Library is open source!
I spent last summer interning at the New York Times on the Interactive News Team. It's a really fantastic group of people who build tools for the newsroom: data pipelines for election night live coverage, NYT's anonymous tip collection system, self-serve tools for reporters to make their own interactive stories. My first project involved working with the obituary desk-- I built a tool that powers their yearly Notable Deaths interactive. It was a great lesson in building human-centered software.
My other project was Library, a tool for collaborative documentation with Google Docs. It was open-sourced earlier this year! The New York Times uses it to share information across the newsroom. To use it, you simply configure Library with a shared folder or team drive. It will then ingest everything to create a searchable, organized interface, where you can view the content without having to go to Google.
As an open source project, I'm excited to see where Library can be helpful. I've been a part of many organizations (particularly in college) where we lacked a place for relevant institutional knowledge, and something like this would be lightweight and helpful. You don't need much coding knowledge to get up and running: to deploy to Heroku, you just need to click a button and configure some Google environment variables. NYT is partnering with Northwestern University’s Knight Lab to test and pilot the tool.

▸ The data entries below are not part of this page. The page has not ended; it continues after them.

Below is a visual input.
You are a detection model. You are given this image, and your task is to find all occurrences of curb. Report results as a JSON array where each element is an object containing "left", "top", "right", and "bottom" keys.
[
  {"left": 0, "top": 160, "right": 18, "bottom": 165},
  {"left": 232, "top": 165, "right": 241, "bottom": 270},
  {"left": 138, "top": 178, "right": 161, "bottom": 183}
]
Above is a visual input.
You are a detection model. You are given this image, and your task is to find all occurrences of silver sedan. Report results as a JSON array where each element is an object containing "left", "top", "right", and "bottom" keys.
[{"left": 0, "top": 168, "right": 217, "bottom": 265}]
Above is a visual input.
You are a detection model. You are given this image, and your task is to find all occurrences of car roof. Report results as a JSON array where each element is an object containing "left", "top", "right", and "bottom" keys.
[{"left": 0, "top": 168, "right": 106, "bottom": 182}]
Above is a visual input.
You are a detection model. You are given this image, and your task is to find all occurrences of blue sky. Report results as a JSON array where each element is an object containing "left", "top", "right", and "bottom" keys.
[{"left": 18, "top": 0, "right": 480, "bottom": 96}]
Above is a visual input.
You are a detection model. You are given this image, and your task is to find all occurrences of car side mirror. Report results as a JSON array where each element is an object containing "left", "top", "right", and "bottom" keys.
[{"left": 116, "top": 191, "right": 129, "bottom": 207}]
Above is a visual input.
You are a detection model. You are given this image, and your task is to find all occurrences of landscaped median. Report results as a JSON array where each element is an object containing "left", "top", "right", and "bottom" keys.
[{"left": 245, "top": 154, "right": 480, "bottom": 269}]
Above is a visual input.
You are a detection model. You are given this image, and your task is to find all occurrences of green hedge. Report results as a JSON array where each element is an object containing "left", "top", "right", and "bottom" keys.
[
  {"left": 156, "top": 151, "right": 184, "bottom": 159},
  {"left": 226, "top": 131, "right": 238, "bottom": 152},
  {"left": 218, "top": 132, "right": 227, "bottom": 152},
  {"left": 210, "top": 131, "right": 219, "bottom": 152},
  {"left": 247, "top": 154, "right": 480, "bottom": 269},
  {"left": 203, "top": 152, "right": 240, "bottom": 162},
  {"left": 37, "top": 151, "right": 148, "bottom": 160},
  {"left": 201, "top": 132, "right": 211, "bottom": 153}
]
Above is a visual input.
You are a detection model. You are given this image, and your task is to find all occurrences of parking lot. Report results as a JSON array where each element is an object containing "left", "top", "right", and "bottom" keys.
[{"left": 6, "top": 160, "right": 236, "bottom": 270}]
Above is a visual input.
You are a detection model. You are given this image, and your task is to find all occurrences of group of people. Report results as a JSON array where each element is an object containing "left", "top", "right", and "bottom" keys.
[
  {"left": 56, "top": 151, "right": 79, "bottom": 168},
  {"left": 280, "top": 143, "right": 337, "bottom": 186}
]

I love this project because it met our users where they were. While there wasn't a way to easily share up-to-date information across the newsroom, Google Docs was already widely adopted. Library solved the former problem quite nicely, without prescribing a radically new workflow. Teams could easily add to and maintain their existing docs on Library. It was a thoughtful approach that reflected deep knowledge of and empathy for its users. This is always how I want to build software (and I'm lucky to get to do that now at Stripe!).